De retour à Sai Gon

Publié le par L'occidentale

La ville fourmille d'individus, de scooters, d'enfants, de lumières crues et vives. Elle vit dans un brouhaha de poussière ocre, de pollution, de cris, de musique émanant des magasins branchés. Elle virevolte au fil des vagues de Vietnamiens à califourchon sur leur bécane. Sai Gon ne s'arrête jamais. C'est une ville hyper active qui avale dans son tourbillon des milliers de personnes et donne son rythme frénétique de vie à ceux qui la choisissent.

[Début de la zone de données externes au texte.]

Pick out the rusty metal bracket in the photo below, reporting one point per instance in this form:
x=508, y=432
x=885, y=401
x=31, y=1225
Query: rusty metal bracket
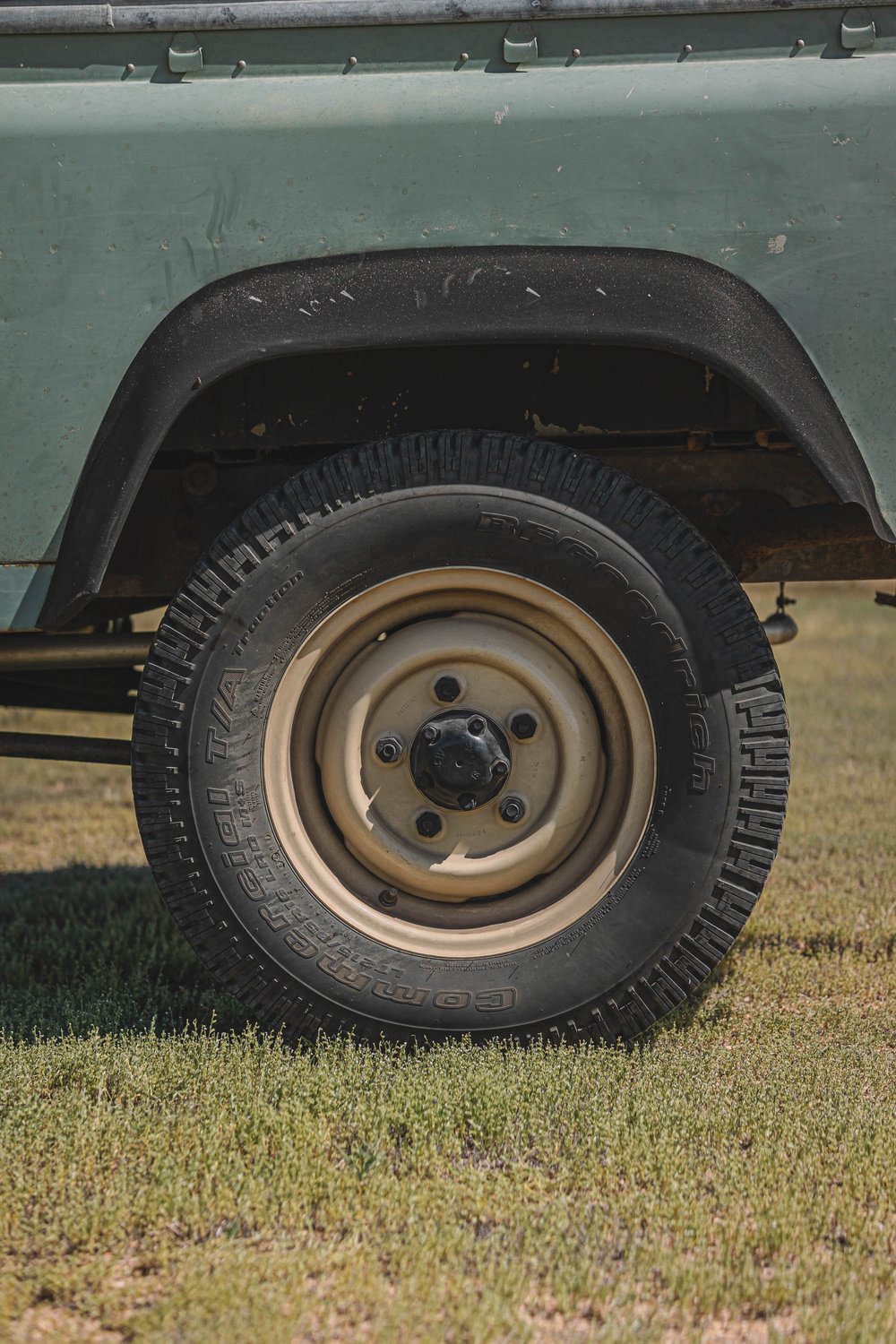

Je ne sais plus quand exactement j'ai cessé d'entendre le grincement continu des scies à marbre. Elles jouent en concert la sonate du bruit de fond n°4, accompagnées des bribes des paroles d'une speakerin qui vente les mérites d'un produit au complexe sportif où se déroule en ce moment une exposition commerciale sur les matériaux de constructions « 100% vietnamien ». Au Viet Nam, on est Vietnamien ou on ne l'est pas. La demie mesure n'existe pas.

C'est la neuvième fois que je viens au Viet Nam. J'y suis venue deux fois avec ma mère, deux fois toute seule et cinq fois pour voire mon amoureux. Si l'on additionne la durée de tous mes séjours, je n'ai du vivre à Sai Gon qu'un peu plus d'un an. Mais en réalité, le séjour le plus long a duré trois mois et demi. Trois moi et demi que j'ai mis longtemps à digérer. Même après ces neuf voyages, je ressens toujours comme une appréhension juste avant de venir et même quand j'y suis. Je regarde cette ville et cette vie d'un oeil sceptique. Comment s'y prendre cette fois-ci pour ne pas se sentir déçue et a deux doigts de perdre un peu de son courage et de sa confiance en soi ?

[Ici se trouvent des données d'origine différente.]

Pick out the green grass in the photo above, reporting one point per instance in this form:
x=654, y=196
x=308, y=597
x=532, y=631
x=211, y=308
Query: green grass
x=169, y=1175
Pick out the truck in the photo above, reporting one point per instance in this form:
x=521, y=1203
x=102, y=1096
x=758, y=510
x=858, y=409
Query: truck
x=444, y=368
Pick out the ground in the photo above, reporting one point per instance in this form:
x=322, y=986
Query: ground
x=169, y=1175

Je n'ai jamais vraiment su pourquoi je perdais ma confiance en moi quand je suis au Vietnam. En général, quand je suis à l'étranger, je fais des choses que je n'aurais jamais osé faire dans mon propre pays, par timidité. Je parle plus spontanément avec les gens, je pose des questions, j'accepte plus d'invitation et suis beaucoup plus ouverte aux rencontres que je ne le suis dans mon propre pays. Au Viet Nam aussi d'ailleurs, les rencontres se font plus facilement. Je parle avec tout le monde si j'en ai envie et non pas forcément si je m'en sens le courage, comme c'est le cas en France. Mais au Viet Nam, si les rencontres sont plus faciles, trouver une amitié profonde reste plus dur. Mais cela est lié à moi. Parce que j'ai l'impression que personne ne pourra jamais vraiment comprendre et partager ce qui me tracasse. C'est comme si tout le monde était à coté de ma plaque, parce que ma plaque vient d'ailleurs.

 

En période de mousson, les murs de la maison se mettent à trembler. D'un seul coup, un véritable torrent d'eau s'abat sur la ville. Mais elle ne s'arrête pas de tourbillonner pour autant. L'odeur du macadam chaud monte jusqu'à mes narines. J'aime cette odeur, c'est la même que celle qui m'annonçait que je pouvais aller ramasser des escargot dans le jardin quand j'étais petite et que j'aimais à devenir exploratrice à la recherche de trésors baveux. Le paysage est complètement brouillé. Le vent hulule et l'on entend plus du tout le son des scies qui coupent le marbre dans les hangars d'en face. Des grêlons tapent contre les vitres. C'est l'allegro en vertige majeur de Saigon. Certaines rues sont déjà transformées en rivières. Certains rares scooters y passent encore et leur conducteurs conduisent comme on tiendrait un cheval qui a peur de rentrer dans l'eau même s'il sait pourtant nager.

La pluie ne s'arrête pas. Elle tombe violemment, radoucie l'air, ternit le paysage. Mais sa musique est agréable à écouter en temps de chaleur. Je ne sais pas si j'arriverai un jour à me sentir à l'aise dans le climat saigonnais. Quand mon mari sort de la douche qui est à l'air libre pour rentrer dans la pièce principale et unique dans laquelle souffle un climatiseur, il s'exclame : « il fait froid », pendant que je trouve qu'il fait seulement frais ! Quand on me demande si j'ai envie de vivre à Sai Gon, je réponds toujours que le climat est difficile à supporter. Parce que moi, j'aime la neige. C'est une manière de faire comprendre que ce qu'il me manque, c'est la fraicheur et la douceur de l'atmosphère. Sans me sentir mal à l'aise en ville, j'apprécie ma campagne plus que tout. C'est là, mon nid de bonheur sur terre. Il ne manque plus que les villageois se mettent à parler vietnamien à manger des pho et des cacahouètes grillées pour que ce soit mon paradis.